One solution is to print a timestamp column and to to post sort the output using a tool such as /usr/bin/sort. The switchrate tunable can also be increased to diminish the problem, but not eliminate it.
[edit] getopts
If you want to write a DTrace script that supports command line options and arguments, like other CLI tools, you run into a small problem - DTrace doesn't have getopts() (yet anyway).
DTrace does support,
- numbers as arguments (which are $1, $2, .. in the script)
- strings as arguments (which are $$1, $$2, .. in the script)
- optional arguments when using #pragma D option defaultargs (which means undefined numbers are zero, undefined strings are NULL)
Command line options more advanced than these are not possible easily.
The current solution is to wrap your DTrace script in either shell or Perl. Done carefully and neatly this isn't as bad as it sounds, and can be a sensible union of two different tools. There are many examples of this in the DTraceToolkit, such as fddist.
The following trimmed example is from fddist,
#!/usr/bin/sh
#
[...trimmed...]
##############################
# --- Process Arguments ---
#
### Default variables
opt_read=0; opt_write=0
### Process options
while getopts hrw name
do
case $name in
r) opt_read=1 ;;
w) opt_write=1 ;;
h|?) echo >&2 USAGE: fddist [-r|-w]
exit 1
esac
done
shift `expr $OPTIND - 1`
### Option logic
if [ $opt_read -eq 0 -a $opt_write -eq 0 ]; then
opt_read=1; opt_write=1
fi
#################################
# --- Main Program, DTrace ---
#
/usr/sbin/dtrace -n '
#pragma D option quiet
inline int OPT_read = '$opt_read';
inline int OPT_write = '$opt_write';
inline int FDMAX = 255;
/* print header */
dtrace:::BEGIN
{
printf("Tracing ");
OPT_read && OPT_write ? printf("reads and writes") : 1;
OPT_read && ! OPT_write ? printf("reads") : 1;
! OPT_read && OPT_write ? printf("writes") : 1;
printf("... Hit Ctrl-C to end.\n");
}
/* sample reads */
syscall::*read*:entry
/OPT_read/
{
@Count[execname, pid] = lquantize(arg0, 0, FDMAX, 1);
}
[...trimmed...]
'
There are three general sections to the above script,
- Shell option processing
- Shell to DTrace option passing (highlighted in bold)
- DTrace script in quotes
It is possible to write a mixed DTrace and shell/Perl program with many more than three sections, although the code often becomes quite messy.
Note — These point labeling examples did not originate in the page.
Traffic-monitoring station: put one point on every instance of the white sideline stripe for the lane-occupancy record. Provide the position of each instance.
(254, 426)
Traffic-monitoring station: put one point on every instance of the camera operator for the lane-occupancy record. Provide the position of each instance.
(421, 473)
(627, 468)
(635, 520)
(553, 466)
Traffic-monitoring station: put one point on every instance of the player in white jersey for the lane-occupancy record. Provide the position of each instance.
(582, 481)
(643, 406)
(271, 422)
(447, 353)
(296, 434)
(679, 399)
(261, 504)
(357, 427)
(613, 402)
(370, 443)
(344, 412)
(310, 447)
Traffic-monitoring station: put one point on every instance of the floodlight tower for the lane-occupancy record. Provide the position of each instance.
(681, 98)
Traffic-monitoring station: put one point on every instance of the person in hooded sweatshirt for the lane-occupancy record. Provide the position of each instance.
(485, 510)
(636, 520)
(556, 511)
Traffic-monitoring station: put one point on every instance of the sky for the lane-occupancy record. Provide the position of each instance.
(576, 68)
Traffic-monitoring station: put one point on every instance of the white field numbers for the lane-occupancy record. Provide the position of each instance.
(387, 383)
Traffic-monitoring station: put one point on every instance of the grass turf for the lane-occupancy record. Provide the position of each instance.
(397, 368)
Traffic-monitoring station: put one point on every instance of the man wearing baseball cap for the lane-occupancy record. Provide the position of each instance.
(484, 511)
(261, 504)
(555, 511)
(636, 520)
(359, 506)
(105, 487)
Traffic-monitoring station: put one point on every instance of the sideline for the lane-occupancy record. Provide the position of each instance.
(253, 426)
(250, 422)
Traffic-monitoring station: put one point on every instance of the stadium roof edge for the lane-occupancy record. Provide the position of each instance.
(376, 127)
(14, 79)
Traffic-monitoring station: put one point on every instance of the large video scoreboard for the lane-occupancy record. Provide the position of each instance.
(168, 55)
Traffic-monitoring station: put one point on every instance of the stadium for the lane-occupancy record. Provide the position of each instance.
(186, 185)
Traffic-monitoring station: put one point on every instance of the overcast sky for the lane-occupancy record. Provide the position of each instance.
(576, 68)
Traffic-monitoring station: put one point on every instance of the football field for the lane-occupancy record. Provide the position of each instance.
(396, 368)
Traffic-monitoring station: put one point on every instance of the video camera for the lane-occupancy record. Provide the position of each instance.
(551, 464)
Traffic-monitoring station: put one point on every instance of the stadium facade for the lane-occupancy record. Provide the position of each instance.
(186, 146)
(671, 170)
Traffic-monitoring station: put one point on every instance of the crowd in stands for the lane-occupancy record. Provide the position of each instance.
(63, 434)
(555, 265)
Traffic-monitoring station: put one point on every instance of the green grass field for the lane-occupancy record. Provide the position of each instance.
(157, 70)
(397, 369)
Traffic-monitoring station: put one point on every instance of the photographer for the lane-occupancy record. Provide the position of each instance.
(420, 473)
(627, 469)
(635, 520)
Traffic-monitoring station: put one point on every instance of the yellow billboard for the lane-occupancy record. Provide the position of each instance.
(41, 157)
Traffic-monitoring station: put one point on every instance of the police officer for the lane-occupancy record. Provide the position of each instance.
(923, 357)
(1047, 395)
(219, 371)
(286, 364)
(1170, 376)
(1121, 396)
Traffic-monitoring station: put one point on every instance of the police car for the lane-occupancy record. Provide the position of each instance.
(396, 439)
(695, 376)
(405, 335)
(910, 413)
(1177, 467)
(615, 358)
If possible, stick to this three part approach: shell, shell->DTrace, DTrace.
[edit] Techniques
[edit] User-Level Function Flow
Your function either does either A, B or C, and you want to know which happened. DTrace can trace that the function began and completed, but you want to know what happened inside - the flow of the function.
Depending on the language of the application, some or all of the following techniques will be available for determining function flow.
- Tracing other functions that may be called by your target function
- Examination of function entry arguments
- Examination of function return value and return offset
- The pid provider's instruction tracing
- Examination of uregs to check local variables
- Adding USDT probes to the function code and recompiling